The administration has claimed that better data on the citizenship of voting-age adults was needed to enforce the Voting Rights Act and Secretary Ross said that the Justice Department, which oversees enforcement of the Voting Rights Act, had asked that the question be placed on census forms. But late last month he said in a memo that he actually had been discussing the citizenship question "with other government officials" since shortly after taking office in February 2017 -- and that the Justice Department had made its request only after he or his aides asked it to."

Judge Furman called Ross's March explanation of his decision both "potentially untrue" and improbable because, he said, the Justice Department "has shown little interest in enforcing the Voting Rights Act."

The Commerce Department spokeswoman, Rebecca Glover said there was no inconsistency between the two statements.

In their lawsuit, which is led by the New York attorney general, Barbara Underwood, the plaintiffs imply that enforcing the Voting Rights Act was a pretext for another goal: ensuring that the nation's undocumented immigrants are not counted for the purpose of drawing congressional and other political districts.

The practical impact would be to reduce the number of congressional districts, and therefore Electoral College votes, in states with large numbers of noncitizens -- often, though not always, Democratic strongholds, the Times said.

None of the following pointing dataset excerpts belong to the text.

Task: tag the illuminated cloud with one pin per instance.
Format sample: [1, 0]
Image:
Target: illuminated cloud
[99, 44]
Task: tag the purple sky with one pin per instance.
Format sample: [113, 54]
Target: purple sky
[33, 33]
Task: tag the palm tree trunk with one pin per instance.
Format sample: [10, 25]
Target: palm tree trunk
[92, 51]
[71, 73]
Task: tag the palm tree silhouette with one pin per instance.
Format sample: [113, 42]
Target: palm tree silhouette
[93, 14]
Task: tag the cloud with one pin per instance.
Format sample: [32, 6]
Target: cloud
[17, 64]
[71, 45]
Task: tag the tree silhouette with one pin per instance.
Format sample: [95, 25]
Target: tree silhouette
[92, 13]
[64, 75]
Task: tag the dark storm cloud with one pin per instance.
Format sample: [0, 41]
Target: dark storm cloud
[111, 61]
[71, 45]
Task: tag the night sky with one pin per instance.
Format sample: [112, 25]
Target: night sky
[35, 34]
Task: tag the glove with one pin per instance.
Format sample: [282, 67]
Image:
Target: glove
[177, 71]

Ross has not named the administration officials with whom he discussed the citizenship question after taking office. But other lawsuit documents released last month show that Ross received an email in July 2017 from Kris Kobach, the Kansas secretary of state who has taken a strong position against immigration and who urged Ross to add the citizenship question to the 2020 census on the grounds that undocumented immigrants "do not actually 'reside' in the United States" but are counted for reapportionment purposes.

Kobach said that he had recently reached out to the Commerce secretary "on the direction of Steve Bannon," who was then the White House chief strategist. Documenting the extent of outsiders' role in the citizenship decision will be a priority when the plaintiffs' search for new evidence begins, the Times said.

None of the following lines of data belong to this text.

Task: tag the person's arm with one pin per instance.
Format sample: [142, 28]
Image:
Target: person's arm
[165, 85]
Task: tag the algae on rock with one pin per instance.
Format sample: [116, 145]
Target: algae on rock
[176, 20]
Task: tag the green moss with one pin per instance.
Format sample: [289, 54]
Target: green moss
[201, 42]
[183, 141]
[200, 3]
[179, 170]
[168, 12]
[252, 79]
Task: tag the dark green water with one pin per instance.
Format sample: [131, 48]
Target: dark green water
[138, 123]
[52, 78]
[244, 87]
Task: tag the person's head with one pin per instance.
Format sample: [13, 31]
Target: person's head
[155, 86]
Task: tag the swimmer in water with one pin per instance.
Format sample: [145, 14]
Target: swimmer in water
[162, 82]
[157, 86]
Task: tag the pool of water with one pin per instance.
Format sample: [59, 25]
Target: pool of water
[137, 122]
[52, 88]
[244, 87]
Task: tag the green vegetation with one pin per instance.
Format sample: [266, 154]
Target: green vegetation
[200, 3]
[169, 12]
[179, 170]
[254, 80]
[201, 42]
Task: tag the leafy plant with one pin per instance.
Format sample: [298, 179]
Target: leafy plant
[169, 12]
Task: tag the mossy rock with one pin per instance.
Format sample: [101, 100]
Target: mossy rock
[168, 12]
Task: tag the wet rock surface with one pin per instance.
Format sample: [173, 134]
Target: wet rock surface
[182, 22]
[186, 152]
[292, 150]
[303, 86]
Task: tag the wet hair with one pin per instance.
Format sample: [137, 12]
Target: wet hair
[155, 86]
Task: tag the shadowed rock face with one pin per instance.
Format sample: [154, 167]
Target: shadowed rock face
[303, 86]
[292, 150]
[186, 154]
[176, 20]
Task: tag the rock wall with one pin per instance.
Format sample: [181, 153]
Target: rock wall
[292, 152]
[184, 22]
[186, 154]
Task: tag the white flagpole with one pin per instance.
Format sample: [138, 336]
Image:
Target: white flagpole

"That suggests very strongly that the directive here was ultimately a directive that came from the White House," said Thomas Wolf, counsel at the democracy program of the Brennan Center for Justice at NYU School of Law.

The census tally, which includes everyone living in the United States regardless of immigration status, is used to reapportion political boundaries every 10 years to account for population changes. But a growing political movement is seeking to exclude undocumented immigrants from being counted during reapportionment.

If only citizens were counted for reapportionment, "California would give up several congressional seats to states that actually honor our Constitution and federal law," one of the most ardent anti-immigrant lawmakers, Rep. Steve King, R-Iowa, said in February.

That is, for now, a distant prospect, the Times said. But some experts say they believe asking about citizenship could accomplish the same goal by discouraging undocumented immigrants, even legal ones, from participating in the census -- a development that could throw into question the results.

So, we will see. Actually, an accurate census is an extremely important to an efficient allocation of many, many government programs and to the efficient management of many commercial efforts. Protection against the intrusion of politics is widely seen as important -- so this is yet another debate producers should watch closely as it emerges, Washington Insider believes.